Improving the quality of CT images with AI and Deep Learning
In the recently concluded Innosuisse project DIR3CT, researchers from ZHAW’s Centre for AI (CAI) could improve the quality of CT images with the help of AI and Deep Learning. The results of the project, which was carried out in collaboration with Varian Medical Systems, as well as with ZHAW’s Institute for Applied Mathematics and Physics (IAMP), could improve radiation therapy applied to patients with cancer.
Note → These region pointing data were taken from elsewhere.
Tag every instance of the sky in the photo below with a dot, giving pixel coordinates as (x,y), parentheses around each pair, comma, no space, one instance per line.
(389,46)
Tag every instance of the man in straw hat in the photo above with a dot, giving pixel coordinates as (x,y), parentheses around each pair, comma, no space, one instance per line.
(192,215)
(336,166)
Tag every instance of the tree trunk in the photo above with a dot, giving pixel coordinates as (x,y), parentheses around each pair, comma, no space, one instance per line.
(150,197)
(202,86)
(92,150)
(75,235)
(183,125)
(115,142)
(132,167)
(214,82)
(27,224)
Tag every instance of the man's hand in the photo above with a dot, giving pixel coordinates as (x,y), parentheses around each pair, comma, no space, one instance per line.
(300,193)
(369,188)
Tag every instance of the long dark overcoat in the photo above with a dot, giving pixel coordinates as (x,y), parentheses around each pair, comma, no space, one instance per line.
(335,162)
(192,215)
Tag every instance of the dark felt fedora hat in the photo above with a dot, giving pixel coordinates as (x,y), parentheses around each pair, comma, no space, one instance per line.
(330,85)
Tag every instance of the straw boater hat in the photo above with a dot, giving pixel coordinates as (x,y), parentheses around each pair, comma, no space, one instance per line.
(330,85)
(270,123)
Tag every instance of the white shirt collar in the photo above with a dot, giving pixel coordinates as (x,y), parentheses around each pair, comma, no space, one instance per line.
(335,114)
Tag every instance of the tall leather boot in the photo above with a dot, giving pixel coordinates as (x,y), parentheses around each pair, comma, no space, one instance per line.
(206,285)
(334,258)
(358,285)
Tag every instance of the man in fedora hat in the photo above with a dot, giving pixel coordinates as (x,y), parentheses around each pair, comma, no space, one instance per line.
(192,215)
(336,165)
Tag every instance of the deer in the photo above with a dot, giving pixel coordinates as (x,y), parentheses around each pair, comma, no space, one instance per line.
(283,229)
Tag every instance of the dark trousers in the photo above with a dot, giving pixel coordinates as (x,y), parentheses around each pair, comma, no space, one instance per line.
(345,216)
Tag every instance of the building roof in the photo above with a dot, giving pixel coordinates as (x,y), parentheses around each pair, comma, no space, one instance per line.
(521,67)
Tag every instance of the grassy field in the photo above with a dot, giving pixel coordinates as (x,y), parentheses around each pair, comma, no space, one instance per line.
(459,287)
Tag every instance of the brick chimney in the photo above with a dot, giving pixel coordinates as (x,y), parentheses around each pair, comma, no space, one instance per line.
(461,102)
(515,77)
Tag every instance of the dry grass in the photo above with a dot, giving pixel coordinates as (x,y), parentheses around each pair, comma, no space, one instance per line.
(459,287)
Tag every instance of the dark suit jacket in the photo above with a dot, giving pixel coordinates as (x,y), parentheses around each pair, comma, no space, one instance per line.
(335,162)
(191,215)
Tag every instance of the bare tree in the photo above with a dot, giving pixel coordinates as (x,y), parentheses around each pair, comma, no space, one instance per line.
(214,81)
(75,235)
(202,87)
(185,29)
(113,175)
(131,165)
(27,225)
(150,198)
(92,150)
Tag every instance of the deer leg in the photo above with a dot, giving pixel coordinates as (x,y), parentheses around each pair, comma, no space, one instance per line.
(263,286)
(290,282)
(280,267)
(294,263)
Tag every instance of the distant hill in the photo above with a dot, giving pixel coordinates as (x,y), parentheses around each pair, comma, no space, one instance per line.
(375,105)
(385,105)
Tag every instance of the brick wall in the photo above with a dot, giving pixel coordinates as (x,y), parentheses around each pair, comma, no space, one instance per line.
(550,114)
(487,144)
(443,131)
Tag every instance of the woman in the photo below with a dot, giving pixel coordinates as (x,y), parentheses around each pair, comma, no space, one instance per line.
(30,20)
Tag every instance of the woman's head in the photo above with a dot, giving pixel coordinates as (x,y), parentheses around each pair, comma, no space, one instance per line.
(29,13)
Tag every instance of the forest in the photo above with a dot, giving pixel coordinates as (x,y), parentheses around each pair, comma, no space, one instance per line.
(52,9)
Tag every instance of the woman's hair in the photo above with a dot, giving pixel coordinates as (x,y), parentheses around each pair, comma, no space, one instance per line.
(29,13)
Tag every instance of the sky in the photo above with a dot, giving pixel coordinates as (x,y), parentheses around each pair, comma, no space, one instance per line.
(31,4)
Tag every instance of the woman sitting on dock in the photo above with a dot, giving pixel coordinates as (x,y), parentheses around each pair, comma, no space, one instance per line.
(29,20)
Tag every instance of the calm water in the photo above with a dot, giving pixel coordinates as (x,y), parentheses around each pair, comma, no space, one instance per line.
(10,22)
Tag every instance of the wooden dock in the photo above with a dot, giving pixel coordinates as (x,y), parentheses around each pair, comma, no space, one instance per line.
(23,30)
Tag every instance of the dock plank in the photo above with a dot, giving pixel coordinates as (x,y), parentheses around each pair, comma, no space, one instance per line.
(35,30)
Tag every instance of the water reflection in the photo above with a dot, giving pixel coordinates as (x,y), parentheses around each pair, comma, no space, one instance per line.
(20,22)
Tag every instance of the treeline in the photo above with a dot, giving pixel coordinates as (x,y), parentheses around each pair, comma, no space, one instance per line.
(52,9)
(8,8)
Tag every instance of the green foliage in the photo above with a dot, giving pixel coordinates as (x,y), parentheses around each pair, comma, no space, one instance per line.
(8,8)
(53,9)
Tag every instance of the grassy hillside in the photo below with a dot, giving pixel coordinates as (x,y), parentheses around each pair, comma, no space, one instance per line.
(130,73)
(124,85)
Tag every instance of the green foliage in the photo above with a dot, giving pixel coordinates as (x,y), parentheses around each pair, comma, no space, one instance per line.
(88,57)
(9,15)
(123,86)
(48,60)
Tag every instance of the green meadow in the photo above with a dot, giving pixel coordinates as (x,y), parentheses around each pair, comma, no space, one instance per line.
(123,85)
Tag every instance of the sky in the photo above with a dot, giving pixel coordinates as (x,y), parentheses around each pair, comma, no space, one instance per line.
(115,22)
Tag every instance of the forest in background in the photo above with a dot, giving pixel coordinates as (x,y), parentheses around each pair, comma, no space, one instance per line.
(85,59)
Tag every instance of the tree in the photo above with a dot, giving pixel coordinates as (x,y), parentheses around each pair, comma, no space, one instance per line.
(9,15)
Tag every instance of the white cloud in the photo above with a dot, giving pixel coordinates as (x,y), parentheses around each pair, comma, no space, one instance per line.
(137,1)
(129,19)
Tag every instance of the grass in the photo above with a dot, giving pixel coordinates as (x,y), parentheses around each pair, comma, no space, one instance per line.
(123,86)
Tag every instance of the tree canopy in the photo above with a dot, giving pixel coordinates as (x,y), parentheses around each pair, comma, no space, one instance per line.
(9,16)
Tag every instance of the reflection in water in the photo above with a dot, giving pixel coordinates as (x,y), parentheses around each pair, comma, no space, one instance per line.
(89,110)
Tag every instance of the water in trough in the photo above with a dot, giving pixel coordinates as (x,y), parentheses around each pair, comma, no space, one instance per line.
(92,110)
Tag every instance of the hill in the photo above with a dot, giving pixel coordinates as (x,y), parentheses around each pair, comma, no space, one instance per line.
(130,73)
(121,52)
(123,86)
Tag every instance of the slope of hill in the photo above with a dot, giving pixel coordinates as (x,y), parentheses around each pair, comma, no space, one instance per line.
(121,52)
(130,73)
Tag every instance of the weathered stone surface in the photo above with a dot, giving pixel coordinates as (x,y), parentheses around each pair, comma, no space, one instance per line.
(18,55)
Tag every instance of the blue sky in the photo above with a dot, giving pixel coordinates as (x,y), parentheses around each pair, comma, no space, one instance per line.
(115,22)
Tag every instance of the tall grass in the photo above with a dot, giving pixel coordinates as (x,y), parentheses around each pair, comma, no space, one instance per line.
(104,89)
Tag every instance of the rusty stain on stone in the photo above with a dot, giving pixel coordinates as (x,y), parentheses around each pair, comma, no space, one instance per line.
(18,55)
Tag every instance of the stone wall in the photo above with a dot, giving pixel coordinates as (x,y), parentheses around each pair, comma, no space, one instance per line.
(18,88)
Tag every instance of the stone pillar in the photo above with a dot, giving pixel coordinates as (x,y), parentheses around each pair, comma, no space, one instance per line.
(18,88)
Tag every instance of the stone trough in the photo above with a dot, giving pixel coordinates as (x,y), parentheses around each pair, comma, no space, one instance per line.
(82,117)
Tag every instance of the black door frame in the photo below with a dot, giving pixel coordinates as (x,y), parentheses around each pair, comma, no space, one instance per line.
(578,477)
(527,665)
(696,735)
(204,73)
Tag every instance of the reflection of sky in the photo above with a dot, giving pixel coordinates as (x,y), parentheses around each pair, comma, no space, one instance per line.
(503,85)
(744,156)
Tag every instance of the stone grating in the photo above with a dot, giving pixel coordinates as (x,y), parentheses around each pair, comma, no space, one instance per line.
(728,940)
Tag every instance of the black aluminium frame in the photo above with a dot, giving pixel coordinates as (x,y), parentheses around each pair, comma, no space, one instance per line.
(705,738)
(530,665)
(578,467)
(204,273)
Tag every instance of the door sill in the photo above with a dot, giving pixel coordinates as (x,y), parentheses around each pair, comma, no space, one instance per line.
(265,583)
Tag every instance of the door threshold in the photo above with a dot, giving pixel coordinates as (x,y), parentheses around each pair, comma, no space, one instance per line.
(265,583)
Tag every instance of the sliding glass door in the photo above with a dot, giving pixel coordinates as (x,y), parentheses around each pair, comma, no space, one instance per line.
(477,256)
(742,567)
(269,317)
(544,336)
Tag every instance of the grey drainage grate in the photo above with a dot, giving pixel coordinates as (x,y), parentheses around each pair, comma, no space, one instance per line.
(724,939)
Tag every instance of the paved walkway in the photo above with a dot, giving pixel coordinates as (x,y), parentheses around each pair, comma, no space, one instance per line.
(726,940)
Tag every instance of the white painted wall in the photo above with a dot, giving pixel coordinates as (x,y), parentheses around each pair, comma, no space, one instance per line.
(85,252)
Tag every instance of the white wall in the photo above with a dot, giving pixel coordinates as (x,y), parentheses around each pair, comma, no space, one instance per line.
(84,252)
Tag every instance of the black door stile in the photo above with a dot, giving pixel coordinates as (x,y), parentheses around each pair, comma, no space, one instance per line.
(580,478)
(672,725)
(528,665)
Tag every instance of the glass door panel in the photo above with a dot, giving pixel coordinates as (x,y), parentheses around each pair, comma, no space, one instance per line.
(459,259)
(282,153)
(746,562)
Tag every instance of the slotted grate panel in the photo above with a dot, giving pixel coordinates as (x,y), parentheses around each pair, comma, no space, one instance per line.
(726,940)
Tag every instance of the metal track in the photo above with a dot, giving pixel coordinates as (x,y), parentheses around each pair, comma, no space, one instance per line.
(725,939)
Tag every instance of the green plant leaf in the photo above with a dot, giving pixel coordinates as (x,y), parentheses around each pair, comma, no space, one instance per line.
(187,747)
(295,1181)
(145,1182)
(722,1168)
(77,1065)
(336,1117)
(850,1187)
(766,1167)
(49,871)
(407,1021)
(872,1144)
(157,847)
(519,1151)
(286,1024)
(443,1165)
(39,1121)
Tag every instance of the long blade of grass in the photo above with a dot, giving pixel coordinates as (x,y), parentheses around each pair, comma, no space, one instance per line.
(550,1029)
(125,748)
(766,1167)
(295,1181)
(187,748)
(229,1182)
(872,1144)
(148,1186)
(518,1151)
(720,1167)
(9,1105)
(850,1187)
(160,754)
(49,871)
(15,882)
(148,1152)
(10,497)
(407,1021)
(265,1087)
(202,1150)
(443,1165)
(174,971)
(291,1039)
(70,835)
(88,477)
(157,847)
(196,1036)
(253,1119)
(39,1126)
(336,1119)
Cone beam computed tomography (CBCT) is widely used in clinical radiation therapy to quickly acquire volumetric (3D) images of the patient’s anatomy during treatment, e.g. for the correct positioning of the patient. On-board CBCT devices suffer however from reduced image quality compared with diagnostic CT scans, as well as from artefacts induced by patient motion (e.g., due to breathing, heartbeat, muscle relaxation or digestion).
Varian Medical Systems (now a Siemens Healthineers company), a world market leader in radiation therapy, teamed up with researchers from two ZHAW institutes, the Centre for AI (CAI) and the Institute for Applied Mathematics and Physics (IAMP), in order to reduce the motion artefacts and thus improve the CBCT image quality with Artificial Intelligence (AI) and Deep Learning.
In the project DIR3CT (funded by Innosuisse), a motion mitigation solution was developed, in which deep Neural Networks are trained to correct the artifacts. The developed “dual-domain” approach can significantly improve CBCT image quality, while operating on both the 2D X-ray projections, as well as the reconstructed 3D CBCT image. This allows end-to-end training of the model (see left figure), embedded within the CBCT image reconstruction. An example of the original and motion mitigated CBCT is shown in the right figure.
The quantitative evaluation, as well as clinical experts, confirmed the superiority of the motion mitigated CBCT images over the original images. A clinical study is currently underway.
In addition, time resolved 4D-CBCT images were investigated, which require physically plausible concepts to model the anatomical motion. A motion model could be learned, which can use external conditioning data (e.g., a breathing signal) to predict the changes (so-called displacement vector fields) between different motion states in a single forward pass.
In summary, the project could demonstrate that motion mitigated CBCT images are valuable in the clinical workflow, also for advanced applications such as adaptive radiation therapy. The results are being finalized for submission to a peer-reviewed scientific journal and were presented as a poster at the recent AAPM (American Association for Physicists in Medicine) scientific conference in Washington DC.
The research collaboration between Varian and ZHAW continues in the recently started follow-up project AC3T, now also including additional project partners from South Korea.